Aberrant Overexpressions of MicroRNA-21 and MicroRNA-155 Activate AKT Signaling Via Downregulation of Tumor Suppressors in NK-Cell Lymphoma/Leukemia.

Natural Killer (NK) cell lymphomas/leukemias are characterized groups of highly aggressive lymphoid malignancies, which are comprised of “extranodal NK/T cell lymphoma, nasal type” and “aggressive NK-cell leukemia”. Notably, these two subtypes show many similarities in their morphologic features, immmunophenotypes and genotypes, and are invariably associated with Epstein-Barr virus (EBV), which suggests they may share the same genetic alterations. The gene(s) responsible for natural killer (NK)-cell lymphoma/leukemia have not been identified.

In the present study, we used Northern and quantitative PCR analyses to screen for and quantitatively assess miRNA expression in NK-cell lymphomas/leukemias using 66 probe sets of miRNAs. For function analysis, we conducted antisense oligonucleotides and lentivirus transfection assays using NK-cell lymphoma cell lines.

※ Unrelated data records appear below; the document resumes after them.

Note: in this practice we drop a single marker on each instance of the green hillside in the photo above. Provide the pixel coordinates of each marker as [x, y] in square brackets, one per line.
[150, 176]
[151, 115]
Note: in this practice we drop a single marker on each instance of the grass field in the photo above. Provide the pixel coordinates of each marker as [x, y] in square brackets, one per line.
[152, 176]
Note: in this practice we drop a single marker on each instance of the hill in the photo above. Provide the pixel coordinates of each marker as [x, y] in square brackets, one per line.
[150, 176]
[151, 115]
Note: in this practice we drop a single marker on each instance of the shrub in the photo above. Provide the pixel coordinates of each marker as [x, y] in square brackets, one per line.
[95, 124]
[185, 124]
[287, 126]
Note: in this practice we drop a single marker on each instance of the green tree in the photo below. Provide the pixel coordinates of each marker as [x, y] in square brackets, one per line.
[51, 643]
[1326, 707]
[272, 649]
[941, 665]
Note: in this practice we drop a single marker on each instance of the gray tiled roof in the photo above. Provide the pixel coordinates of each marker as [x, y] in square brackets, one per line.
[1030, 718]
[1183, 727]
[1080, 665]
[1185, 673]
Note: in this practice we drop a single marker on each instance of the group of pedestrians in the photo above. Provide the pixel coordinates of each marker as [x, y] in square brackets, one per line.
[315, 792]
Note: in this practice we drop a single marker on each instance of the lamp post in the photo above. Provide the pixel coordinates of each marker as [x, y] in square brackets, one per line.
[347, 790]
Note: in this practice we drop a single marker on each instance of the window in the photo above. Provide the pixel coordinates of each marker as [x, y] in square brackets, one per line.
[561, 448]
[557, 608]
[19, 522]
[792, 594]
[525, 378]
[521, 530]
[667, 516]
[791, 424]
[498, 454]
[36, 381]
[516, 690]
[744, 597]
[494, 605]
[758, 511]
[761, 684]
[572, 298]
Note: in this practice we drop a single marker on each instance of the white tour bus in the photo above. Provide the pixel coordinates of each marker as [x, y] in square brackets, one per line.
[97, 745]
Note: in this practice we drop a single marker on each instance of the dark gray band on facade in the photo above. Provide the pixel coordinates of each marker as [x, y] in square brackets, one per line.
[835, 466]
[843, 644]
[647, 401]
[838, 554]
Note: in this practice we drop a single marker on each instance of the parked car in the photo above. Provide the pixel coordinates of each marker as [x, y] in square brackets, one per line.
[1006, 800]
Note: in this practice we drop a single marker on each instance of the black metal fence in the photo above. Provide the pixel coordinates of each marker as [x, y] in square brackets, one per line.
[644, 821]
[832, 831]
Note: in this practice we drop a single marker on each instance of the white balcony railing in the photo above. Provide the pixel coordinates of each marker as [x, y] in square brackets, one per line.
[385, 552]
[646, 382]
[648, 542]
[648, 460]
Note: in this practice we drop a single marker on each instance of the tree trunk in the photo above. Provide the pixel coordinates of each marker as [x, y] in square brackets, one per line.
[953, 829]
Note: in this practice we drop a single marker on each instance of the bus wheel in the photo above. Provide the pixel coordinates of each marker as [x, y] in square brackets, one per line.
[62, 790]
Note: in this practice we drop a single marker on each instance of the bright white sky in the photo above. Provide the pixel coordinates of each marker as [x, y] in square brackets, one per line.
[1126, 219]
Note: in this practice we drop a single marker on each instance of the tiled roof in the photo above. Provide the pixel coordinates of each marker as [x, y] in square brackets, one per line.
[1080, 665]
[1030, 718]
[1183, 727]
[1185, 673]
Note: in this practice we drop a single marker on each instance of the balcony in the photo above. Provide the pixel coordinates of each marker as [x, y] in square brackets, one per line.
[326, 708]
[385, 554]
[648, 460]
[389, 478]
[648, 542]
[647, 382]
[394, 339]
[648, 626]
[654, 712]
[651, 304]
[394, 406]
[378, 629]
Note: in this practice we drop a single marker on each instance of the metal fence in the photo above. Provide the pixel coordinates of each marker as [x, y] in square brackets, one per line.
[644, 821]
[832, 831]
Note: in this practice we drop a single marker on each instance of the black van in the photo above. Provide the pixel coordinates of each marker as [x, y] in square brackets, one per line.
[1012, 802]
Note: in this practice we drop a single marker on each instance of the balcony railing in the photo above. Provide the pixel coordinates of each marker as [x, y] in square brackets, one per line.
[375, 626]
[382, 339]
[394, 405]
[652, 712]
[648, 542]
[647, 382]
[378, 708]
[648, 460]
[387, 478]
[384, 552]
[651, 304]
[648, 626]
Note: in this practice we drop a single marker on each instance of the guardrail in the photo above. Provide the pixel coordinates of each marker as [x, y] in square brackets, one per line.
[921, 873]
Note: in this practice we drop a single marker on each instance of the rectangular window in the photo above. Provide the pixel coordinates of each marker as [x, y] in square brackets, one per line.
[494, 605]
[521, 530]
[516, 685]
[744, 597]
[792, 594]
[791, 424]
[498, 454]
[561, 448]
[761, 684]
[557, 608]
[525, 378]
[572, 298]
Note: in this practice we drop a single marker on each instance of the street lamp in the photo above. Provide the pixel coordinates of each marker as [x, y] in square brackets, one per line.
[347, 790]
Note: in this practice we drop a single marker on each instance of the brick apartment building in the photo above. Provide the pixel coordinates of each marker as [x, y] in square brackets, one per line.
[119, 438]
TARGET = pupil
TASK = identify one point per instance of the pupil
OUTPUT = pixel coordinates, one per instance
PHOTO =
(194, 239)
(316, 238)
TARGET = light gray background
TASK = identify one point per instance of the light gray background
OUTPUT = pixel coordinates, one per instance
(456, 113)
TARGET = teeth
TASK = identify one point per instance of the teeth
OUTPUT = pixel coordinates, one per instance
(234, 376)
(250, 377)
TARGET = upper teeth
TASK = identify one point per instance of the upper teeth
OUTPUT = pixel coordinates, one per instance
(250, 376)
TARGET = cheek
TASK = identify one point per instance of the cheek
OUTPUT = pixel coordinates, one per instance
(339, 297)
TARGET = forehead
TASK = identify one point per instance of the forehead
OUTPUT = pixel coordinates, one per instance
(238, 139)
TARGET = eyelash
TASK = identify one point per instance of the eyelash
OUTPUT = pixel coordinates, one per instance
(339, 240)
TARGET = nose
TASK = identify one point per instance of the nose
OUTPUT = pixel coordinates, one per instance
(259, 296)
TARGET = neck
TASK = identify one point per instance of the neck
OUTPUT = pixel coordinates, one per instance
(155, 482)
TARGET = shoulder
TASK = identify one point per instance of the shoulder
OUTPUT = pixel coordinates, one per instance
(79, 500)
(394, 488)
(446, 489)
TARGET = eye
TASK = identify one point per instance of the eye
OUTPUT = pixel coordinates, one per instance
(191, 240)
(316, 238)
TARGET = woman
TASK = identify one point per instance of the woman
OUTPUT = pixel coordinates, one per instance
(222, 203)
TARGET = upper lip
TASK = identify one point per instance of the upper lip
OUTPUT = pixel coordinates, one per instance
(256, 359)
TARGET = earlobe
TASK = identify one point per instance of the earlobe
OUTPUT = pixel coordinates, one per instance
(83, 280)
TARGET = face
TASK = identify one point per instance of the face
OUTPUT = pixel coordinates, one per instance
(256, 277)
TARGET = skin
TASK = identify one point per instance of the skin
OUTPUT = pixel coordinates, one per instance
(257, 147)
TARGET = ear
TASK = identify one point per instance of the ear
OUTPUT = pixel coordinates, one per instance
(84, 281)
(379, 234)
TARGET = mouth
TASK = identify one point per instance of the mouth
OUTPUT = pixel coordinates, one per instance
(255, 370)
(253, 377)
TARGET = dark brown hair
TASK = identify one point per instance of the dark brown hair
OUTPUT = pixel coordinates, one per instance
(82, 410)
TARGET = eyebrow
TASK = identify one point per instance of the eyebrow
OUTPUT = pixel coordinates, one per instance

We found that in NK-cell lymphoma lines (n=10) and specimens of primary lymphoma (n=10), levels of miR-21 and miR-155 expression were inversely related, and were significantly higher than those seen in normal natural killer (CD3-CD56+) cells (n=8). To determine the functions of these microRNAs in lymphomagenesis, we examined the effects of antisense oligonucleotides targeting miR-21 (ASO-21) and/or miR-155 (ASO-155) in NK-cell lymphoma lines overexpressing one or both of these miRNAs. Conversely, cells showing little endogenous expression of miR-21 or miR-155 were transduced using lentiviral vectors, leading to their overexpression. Reducing expression of miR-21 or miR-155 led to upregulation of phosphatase and tensin homologue (PTEN), programmed cell death 4 (PDCD4), or Src homology-2 domain-containing inositol 5-phosphatase 1 (SHIP1). ASO-21- and ASO-155-treated cell lines all showed downregulation of phosphorylated AKT^ser473 (pAKT). Moreover, transduction with either miR-21 or miR-155 led to downregulation of PTEN and PDCD4, or SHIP1 with upregulation of pAKT.

Because recent reports suggest that EBV infection can lead directly to upregulation of miR-21 and miR-155, aberrant overexpressions of these miRNAs via EBV infection could be the first-hit genetic alterations during NK-cell lymphomagenesis. Collectively, these results provide important new insight into the pathogenesis of NK-cell lymphoma/leukemia and suggest targeting miR-21 and/or miR-155 may represent a useful approach to treating NK-cell lymphoma/leukemia.

No relevant conflicts of interest to declare.